His hypothesis kind of stood up until the next day, when Amanda Palmer took the stage at the Cantor Film Center for her keynote, full-out belting “The Thing About Things” with her ukelele. If having an expansive range means a musician is optimistic, according to Boyd, she is a contemporary singer who seems to think she has a bright future. Never mind that a lot of people hate her, that Kickstarter campaign did nothing for her dismal solo album sales, and she was in Boston on Marathon Day. She’s out there polishing disco balls for all those Twitter fans of hers, and according to her, that’s all a musician needs to survive.

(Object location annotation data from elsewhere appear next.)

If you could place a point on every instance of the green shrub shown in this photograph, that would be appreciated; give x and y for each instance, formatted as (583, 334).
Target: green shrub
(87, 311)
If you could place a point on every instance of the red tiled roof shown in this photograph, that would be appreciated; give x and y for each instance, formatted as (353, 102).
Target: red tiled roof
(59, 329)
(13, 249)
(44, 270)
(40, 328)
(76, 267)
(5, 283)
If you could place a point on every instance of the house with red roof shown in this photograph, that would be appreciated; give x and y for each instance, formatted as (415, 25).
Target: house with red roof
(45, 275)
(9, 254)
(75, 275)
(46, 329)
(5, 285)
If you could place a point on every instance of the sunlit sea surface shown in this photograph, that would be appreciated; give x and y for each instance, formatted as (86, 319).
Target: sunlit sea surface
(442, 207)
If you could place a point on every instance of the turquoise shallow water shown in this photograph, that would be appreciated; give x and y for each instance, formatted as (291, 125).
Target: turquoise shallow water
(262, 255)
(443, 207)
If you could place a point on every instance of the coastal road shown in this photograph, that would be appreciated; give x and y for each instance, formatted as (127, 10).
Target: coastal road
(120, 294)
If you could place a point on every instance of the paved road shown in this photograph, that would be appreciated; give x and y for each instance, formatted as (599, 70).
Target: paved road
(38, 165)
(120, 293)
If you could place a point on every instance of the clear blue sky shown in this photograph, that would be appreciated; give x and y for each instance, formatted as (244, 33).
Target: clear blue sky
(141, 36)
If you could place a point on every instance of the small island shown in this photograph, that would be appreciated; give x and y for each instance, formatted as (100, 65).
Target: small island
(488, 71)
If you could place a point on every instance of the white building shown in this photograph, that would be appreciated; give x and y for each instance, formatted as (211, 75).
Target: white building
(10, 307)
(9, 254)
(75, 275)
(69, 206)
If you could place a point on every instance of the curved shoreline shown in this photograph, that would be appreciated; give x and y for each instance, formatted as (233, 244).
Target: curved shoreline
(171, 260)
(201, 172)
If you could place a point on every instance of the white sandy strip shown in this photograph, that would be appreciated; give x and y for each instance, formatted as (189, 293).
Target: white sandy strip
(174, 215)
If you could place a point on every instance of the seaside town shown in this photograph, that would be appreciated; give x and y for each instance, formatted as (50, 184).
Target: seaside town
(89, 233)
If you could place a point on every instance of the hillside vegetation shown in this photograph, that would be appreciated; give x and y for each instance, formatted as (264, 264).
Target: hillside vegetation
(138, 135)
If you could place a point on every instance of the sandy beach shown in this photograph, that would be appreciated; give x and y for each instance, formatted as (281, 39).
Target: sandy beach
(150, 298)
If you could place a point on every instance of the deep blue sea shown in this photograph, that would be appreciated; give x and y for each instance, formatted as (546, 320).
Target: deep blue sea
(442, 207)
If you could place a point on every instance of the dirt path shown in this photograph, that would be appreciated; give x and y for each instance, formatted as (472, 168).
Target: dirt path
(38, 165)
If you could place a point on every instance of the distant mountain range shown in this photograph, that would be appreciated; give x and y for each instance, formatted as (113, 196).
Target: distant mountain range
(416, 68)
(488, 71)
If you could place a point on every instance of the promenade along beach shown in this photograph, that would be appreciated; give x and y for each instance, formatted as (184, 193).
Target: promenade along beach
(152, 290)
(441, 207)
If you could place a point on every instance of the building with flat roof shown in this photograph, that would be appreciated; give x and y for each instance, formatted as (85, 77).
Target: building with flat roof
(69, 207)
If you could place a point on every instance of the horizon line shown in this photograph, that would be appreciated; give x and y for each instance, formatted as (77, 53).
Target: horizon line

Overheard: “Alec Wilder can fuck a duck.” – Robert Christgau, on his forthcoming memoir.
Overheard II: “I refuse to listen to Wingdings bands.” – Julianne Escobedo Shepherd
Critical Bias: Christgau would not publicly say what he thinks of the Voice’s music coverage. That, and the fact that Daphne Brooks’ 5:30 a.m. notes on Diana Ross were better than 13 pages of excerpts from the Dean of American Rock Critics’ life story, means I will not be purchasing his book anytime soon.
Random Notebook Dump: Steve Waksman’s hair is amazing.